M Arief Vilgy, peneliti The Habibie Center, mengemukakan tantangan yang dihadapi daerah. Berdasarkan hasil risetnya, pemerintah provinsi memiliki kewenangan paling terbatas, lantaran kebijakan transisi energi hanya dipegang oleh pemerintah pusat. Misalnya, perumusan rencana usaha penyediaan tenaga listrik (RUPTL) dan penentuan tarif listrik yang hampir sepenuhnya keputusan ini dipegang oleh PT PLN serta Kementerian Energi dan Sumber Daya Mineral.

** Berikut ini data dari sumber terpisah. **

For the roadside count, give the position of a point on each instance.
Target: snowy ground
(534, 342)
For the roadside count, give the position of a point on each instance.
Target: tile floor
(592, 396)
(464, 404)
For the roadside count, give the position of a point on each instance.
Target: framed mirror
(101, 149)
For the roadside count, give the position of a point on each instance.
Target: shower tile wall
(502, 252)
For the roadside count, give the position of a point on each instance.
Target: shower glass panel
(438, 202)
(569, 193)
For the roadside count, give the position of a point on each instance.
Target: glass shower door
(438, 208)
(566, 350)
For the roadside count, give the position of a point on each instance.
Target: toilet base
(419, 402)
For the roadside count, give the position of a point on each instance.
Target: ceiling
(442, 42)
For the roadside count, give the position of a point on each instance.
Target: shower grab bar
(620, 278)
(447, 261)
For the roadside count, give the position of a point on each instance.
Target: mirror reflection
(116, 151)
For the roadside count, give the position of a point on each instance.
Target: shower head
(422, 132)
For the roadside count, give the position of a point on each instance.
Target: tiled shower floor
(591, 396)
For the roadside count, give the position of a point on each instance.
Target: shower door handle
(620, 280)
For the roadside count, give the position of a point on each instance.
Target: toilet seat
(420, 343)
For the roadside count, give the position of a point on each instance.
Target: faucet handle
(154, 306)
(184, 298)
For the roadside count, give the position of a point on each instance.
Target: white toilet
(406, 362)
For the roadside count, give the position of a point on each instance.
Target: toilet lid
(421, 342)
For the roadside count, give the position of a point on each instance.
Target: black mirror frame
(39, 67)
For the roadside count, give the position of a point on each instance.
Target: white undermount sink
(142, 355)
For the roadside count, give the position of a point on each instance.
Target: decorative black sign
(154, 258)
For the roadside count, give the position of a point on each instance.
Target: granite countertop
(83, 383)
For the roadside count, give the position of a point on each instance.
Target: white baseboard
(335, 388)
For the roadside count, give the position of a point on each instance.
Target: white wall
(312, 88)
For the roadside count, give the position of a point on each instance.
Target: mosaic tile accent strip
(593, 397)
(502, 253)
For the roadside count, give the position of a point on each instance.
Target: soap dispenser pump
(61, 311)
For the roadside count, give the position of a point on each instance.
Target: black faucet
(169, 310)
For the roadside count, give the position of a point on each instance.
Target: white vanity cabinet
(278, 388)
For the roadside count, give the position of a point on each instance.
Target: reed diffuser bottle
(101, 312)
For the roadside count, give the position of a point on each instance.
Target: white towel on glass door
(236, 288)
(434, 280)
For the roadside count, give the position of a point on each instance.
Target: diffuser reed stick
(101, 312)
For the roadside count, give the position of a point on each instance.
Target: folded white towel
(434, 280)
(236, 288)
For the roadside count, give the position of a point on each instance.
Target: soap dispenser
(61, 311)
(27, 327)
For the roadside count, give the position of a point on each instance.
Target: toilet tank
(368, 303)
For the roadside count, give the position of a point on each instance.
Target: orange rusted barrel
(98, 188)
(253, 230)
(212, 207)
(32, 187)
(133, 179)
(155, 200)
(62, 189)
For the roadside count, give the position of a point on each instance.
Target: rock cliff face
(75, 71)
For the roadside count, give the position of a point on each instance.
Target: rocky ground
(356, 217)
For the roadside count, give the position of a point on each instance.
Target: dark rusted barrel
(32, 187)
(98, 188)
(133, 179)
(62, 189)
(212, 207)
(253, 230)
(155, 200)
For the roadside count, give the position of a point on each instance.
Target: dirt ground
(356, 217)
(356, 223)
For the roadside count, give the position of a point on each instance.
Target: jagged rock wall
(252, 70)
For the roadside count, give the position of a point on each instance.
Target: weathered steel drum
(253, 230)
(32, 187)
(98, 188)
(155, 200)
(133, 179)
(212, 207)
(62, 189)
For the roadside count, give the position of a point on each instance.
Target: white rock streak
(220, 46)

“Salah satu narasumber riset kami juga kesulitan ketika mau memasang PLTS atap. Oleh karena mereka (pemerintah provinsi) mengikuti kebijakan pusat seperti skema net metering yang dihapus (tidak bisa menjual listrik dan mengurangi tagihan listrik), minat mereka berkurang,” tambah Arief ketika memaparkan riset pada seminar ‘Mewujudkan Demokrasi Hijau: Penguatan Kelembagaan Transisi Energi untuk Keadilan Sosial dan Kelestarian Lingkungan’ yang diadakan Habibie Center di Jakarta (26/10/2025).

Edison Siagian, Direktur Sinkronisasi Urusan Pemerintahan Daerah I Kementerian Dalam Negeri, menjelaskan bahwa persoalan kewenangan turut menjadi sumber kebingungan pemerintah daerah. Ia merujuk pada UU No 23 Tahun 2014 yang membagi urusan energi dan sumber daya mineral antara pusat dan provinsi, tanpa memberikan kewenangan apapun kepada kabupaten atau kota.

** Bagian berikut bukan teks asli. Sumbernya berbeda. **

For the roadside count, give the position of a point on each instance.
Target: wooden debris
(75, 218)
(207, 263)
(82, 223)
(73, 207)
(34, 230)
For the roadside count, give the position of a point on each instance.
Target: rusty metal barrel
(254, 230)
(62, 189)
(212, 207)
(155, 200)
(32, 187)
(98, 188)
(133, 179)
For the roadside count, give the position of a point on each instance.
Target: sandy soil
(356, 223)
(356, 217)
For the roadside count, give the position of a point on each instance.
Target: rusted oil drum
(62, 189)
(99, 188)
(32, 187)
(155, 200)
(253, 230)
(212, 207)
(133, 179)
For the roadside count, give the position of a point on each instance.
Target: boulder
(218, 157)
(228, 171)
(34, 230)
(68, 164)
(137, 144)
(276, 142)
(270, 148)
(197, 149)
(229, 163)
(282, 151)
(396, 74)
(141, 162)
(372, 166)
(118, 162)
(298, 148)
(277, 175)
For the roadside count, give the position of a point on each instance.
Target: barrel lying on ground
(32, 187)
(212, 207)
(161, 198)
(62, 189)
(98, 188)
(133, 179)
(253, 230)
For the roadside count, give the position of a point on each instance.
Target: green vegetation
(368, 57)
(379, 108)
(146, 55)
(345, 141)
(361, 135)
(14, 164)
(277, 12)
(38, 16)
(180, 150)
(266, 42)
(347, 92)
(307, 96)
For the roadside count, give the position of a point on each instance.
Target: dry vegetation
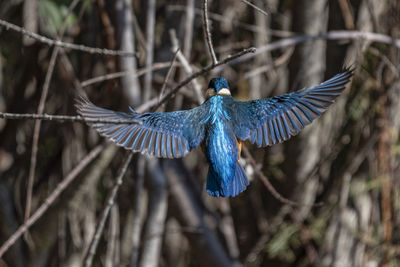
(68, 198)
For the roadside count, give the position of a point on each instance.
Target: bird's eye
(210, 92)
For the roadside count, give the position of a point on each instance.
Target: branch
(268, 184)
(166, 97)
(150, 22)
(63, 118)
(58, 43)
(332, 35)
(255, 7)
(133, 73)
(110, 202)
(51, 198)
(43, 97)
(186, 65)
(207, 33)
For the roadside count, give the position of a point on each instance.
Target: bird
(219, 125)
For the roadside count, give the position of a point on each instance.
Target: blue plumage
(220, 123)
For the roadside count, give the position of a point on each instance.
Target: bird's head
(218, 86)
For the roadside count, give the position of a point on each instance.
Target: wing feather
(270, 121)
(169, 134)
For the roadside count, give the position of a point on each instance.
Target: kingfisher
(220, 125)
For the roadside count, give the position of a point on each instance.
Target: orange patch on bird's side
(224, 91)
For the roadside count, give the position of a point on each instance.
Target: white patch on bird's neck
(224, 91)
(210, 92)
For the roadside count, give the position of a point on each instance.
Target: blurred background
(348, 159)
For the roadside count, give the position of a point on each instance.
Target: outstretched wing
(167, 135)
(276, 119)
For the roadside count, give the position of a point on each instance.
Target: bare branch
(36, 130)
(168, 74)
(332, 35)
(110, 202)
(268, 184)
(132, 72)
(166, 97)
(255, 7)
(150, 22)
(63, 118)
(186, 65)
(51, 198)
(58, 43)
(207, 33)
(130, 83)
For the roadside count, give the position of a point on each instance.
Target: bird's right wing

“Kalau melihat UU itu, belum ada pembagian jelas antara energi baru dan energi terbarukan. Perpres No 11 Tahun 2023 memang sudah menambah urusan energi baru dan terbarukan ke dalam kewenangan provinsi, tetapi kewenangan ini membutuhkan NSPK (norma, standar , prosedur, dan kriteria) agar bisa diimplementasikan,” ujarnya.

Menurutnya, NSPK bersifat krusial sebagai panduan pelaksanaan bagi daerah. Pemerintah daerah membutuhkan kepastian regulasi dan pendampingan teknis dari pusat melalui NSPK dalam bentuk kebijakan setingkat Keputusan Kementerian/Lembaga. Nantinya, pelaksanaan kebijakan ini akan didampingi Pembinaan dan Pengawasan (Binwas) Umum dan Binwas Teknis Kementerian Dalam Negeri. “Tanpa NSPK, pemerintah daerah menjadi gamang. Dengan NSPK, fungsi pengawasan pusat terhadap transisi energi daerah bisa berjalan”,  ucap Edison.

Dari pendataan yang dilakukan, Edison mencatat ada 33 provinsi yang mengalokasikan anggaran daerah untuk urusan energi terbarukan. Jumlahnya masih tergolong kecil karena bergantung pada kewenangan yang diberikan dan komitmen daerah. “Jawa Barat punya komitmen kuat sehingga lebih maju dalam EBT,” tambahnya.

Jawa Barat menjadi provinsi yang paling prestisius dalam menaikkan bauran energi terbarukan, bahkan melebihi target nasional. Meski begitu, pemerintah daerahnya juga menemukan tantangan. Permadi Mohammad Nurhikmah, Kepala Bidang Energi Dinas ESDM Provinsi Jawa Barat mengatakan, pemerintah provinsi tak punya banyak kewenangan untuk membangun energi terbarukan. 

 

Kita di pemerintah daerah itu dasarnya adalah apa yang menjadi kewenangan kami, di mana kewenangan kami itu hanya izin untuk membangun PLTB dan biofuel, yang mana kalau di Jawa Barat, kedua sumber energi ini tidak ada”, ujarnya.

 

Ia juga menjelaskan, kondisi tersebut membuat daerah kesulitan memenuhi tuntutan penyusunan Rencana Umum Energi Daerah (RUED). “Kami di Pemda Jawa Barat bingung karena tidak punya kewenangan, tapi diminta menyusun RUED. Kami sepakat bahwa kita membutuhkan NSPK. Sebenarnya, Jawa Barat sudah melebihi target (2025 sudah mencapai 24,64%) sehingga kami tidak pakai RPJMN (Rencana Pembangunan Jangka Menengah Nasional). Untuk RPJMD (Rencana Pembangunan Jangka Menengah Daerah), kami punya target sendiri,” kata Permadi.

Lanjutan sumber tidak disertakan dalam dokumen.